Visible in figure, the prompt descriptions were overwhelmingly rated as neutral or better, with a negative correlation between description rating and prompt opacity. Of course, the most fundamental result to evaluate was the end-to-end performance of our system – how users rate the playlists it curates. A survey to this end was designed with six prompts and their corresponding playlist recommendations. Each prompt-playlist pair was rated 1-5 on questions regarding fit, consistency, and prompt comprehensibility. Finally, participants were asked to select one of the six prompts and use it to generate a playlist with Spotify, to compare to the GorillaChow option.
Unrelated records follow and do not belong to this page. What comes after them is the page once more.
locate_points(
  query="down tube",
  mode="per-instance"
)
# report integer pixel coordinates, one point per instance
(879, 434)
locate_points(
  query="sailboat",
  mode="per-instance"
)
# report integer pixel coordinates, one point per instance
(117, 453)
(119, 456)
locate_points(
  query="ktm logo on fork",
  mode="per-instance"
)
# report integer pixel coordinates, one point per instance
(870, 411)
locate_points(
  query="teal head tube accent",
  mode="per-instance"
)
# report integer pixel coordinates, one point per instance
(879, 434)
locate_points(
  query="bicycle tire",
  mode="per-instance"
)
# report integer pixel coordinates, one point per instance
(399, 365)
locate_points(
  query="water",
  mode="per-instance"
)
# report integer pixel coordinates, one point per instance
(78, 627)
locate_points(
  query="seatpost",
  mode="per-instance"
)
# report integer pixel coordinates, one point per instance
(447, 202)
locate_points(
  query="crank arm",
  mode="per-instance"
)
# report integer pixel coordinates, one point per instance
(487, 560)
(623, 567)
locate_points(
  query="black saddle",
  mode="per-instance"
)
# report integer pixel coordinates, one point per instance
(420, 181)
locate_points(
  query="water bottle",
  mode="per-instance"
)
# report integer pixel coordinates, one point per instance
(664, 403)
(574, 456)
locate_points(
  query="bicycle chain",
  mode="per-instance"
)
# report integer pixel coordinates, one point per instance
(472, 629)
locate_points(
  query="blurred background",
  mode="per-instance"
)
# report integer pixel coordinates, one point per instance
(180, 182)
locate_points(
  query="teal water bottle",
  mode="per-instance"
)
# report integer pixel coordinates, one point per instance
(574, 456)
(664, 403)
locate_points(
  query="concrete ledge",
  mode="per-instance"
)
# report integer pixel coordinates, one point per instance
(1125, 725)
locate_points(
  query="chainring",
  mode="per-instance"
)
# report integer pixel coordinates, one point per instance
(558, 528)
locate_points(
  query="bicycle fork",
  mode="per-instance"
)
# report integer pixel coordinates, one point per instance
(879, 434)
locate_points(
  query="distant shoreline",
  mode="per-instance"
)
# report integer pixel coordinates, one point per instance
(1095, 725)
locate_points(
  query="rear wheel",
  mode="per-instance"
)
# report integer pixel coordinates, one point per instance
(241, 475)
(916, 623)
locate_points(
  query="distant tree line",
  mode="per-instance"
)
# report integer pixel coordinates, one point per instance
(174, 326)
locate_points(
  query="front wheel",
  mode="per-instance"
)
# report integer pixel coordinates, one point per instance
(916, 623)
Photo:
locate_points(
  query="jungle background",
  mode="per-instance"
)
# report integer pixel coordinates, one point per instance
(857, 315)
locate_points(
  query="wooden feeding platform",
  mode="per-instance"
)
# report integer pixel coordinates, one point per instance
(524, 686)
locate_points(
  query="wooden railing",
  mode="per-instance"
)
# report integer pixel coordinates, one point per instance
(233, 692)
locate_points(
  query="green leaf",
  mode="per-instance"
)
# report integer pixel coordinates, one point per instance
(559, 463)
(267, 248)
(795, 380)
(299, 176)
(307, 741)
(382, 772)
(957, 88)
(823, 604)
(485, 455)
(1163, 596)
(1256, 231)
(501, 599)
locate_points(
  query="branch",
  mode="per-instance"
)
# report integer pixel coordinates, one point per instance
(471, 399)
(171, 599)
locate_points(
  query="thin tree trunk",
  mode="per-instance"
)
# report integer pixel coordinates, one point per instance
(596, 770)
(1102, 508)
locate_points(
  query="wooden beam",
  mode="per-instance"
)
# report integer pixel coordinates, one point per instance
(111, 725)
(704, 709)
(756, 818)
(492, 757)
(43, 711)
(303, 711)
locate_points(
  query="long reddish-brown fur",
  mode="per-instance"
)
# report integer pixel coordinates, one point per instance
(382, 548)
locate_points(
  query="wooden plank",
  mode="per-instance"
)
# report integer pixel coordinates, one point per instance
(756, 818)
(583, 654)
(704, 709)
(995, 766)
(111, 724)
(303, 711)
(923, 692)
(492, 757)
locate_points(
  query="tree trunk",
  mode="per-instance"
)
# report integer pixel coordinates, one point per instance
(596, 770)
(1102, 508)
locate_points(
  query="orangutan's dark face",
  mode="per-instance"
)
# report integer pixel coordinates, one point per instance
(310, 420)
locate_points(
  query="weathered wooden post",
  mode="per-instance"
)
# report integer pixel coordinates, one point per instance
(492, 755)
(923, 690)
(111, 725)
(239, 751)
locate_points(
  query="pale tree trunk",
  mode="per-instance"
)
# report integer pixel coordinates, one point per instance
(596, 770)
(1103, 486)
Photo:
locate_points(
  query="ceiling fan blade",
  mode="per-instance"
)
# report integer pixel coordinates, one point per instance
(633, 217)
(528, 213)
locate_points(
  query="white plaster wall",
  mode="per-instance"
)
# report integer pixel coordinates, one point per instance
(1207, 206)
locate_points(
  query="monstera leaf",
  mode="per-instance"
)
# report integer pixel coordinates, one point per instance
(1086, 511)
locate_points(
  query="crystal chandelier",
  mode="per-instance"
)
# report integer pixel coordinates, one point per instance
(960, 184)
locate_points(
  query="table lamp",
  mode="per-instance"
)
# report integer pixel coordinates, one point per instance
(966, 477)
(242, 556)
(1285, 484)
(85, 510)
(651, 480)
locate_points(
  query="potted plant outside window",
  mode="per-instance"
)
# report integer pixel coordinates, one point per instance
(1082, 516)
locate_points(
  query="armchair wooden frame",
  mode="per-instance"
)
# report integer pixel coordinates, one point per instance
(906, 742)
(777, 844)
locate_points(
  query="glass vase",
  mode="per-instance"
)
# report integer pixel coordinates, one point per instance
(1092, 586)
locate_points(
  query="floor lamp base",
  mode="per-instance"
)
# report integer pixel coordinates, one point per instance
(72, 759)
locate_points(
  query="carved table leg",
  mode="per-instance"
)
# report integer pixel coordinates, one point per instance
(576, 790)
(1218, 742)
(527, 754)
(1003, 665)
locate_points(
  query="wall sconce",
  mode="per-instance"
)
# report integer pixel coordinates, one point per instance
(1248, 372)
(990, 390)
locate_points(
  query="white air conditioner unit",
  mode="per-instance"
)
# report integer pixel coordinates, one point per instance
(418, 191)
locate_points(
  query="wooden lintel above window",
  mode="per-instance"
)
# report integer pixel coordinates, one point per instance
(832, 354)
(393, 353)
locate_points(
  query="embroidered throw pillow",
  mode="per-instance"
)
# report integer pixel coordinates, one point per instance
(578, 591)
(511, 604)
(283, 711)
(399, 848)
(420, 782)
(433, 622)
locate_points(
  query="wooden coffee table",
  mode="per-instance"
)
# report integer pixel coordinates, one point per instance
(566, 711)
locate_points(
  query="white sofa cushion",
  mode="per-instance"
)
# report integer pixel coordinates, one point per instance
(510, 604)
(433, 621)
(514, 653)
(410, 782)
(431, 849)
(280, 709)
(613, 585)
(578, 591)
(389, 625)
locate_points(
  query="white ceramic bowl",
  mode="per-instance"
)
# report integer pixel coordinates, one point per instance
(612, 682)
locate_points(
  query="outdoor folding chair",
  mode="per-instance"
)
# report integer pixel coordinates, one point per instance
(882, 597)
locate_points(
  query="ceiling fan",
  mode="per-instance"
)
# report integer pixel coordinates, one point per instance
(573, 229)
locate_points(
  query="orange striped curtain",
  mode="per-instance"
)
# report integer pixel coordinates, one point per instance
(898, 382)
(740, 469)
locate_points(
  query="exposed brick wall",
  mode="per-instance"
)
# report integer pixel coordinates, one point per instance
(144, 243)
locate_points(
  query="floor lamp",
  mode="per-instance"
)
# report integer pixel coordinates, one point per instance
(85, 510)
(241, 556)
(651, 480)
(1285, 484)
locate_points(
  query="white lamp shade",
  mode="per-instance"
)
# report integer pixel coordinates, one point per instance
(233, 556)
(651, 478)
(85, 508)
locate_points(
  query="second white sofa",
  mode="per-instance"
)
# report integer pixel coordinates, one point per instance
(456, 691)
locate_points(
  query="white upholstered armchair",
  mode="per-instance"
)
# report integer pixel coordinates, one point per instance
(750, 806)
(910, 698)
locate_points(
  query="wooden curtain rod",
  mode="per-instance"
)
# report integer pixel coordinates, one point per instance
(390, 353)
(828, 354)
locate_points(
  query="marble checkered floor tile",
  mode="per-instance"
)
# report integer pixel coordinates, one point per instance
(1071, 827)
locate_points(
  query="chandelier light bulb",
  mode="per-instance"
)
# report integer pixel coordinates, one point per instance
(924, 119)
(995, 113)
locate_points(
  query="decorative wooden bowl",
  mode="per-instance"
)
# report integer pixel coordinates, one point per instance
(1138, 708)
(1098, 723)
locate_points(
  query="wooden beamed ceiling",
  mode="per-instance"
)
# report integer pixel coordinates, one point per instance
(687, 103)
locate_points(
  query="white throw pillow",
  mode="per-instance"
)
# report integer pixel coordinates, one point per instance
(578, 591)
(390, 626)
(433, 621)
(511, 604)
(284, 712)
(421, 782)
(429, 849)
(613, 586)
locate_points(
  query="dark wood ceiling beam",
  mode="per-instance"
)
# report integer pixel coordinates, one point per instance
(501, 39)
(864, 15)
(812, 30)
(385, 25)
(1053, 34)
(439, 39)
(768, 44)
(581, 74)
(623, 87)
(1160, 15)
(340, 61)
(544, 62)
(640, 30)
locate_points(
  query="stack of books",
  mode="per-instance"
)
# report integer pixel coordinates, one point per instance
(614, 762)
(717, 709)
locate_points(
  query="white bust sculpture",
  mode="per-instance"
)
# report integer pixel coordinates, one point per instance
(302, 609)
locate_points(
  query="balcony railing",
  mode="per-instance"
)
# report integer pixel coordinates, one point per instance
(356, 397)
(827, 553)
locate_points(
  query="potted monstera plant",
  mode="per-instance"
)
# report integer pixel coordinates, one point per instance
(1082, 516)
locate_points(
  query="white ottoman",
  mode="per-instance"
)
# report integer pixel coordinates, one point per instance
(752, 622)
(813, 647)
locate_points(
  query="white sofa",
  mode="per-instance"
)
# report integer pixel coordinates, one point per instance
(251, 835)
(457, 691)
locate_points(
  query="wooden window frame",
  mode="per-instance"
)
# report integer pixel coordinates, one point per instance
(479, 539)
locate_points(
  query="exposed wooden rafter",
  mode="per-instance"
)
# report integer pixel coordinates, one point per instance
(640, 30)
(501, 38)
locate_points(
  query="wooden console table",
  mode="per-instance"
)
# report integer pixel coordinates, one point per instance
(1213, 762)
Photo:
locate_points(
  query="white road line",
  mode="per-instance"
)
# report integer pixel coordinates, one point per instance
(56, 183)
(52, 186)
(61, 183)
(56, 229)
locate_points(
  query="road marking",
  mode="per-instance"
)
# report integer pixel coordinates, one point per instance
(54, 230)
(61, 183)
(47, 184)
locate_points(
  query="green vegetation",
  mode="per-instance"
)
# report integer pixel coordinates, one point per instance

Participants generated 30 ratings of each question, with an average score of 3.97 / 5 for playlist fit, and 3.77 / 5 for playlist consistency. Users were also asked to rate the comprehensibility of each prompt, and we observed a moderate correlation of 0.77 between prompt comprehensibility and playlist consistency. Interestingly, prompt comprehensibility and playlist fit were not strongly correlated. Finally four participants generated playlists on Spotify and compared the results to the GorillaChow result. Three users preferred Spotify’s playlist, in two instances citing higher numbers of songs they were already familiar with, and in one a more consistent theme. One user was ambivalent toward the comparison, elaborating that GorillaChow created good variety while Spotify was samey.

Conclusion and Future Work

Because our application is limited in scope, an eventual increase in the dataset of recommendable songs would be a good next step. This would allow for more accurate recommendations and would make the application more useful. Without a large dataset, the recommendations can only be so good, that if we do not have a song to match the generated mood, the model will only spit out garbage. Another big thing that we would like to implement is to have more user feedback on the model's accuracy. This would allow us to improve the model in all aspects, from the prompt mood analysis to each song's given features.

Overall, however, we are pleased with the progress we have made so far, with the working demo and the results we have gathered from it. Notably, these results should be straightforward to reproduce, as the demo is available to anyone who wants to try it. Furthermore, all of the code used to create the demo is available on our Github, which is linked above. While the people who were surveyed did not think that our application was better than Spotify's, we are still happy with what we have created. With more data and more user feedback, we believe that our application could go toe to toe with Spotify's recommendations one day.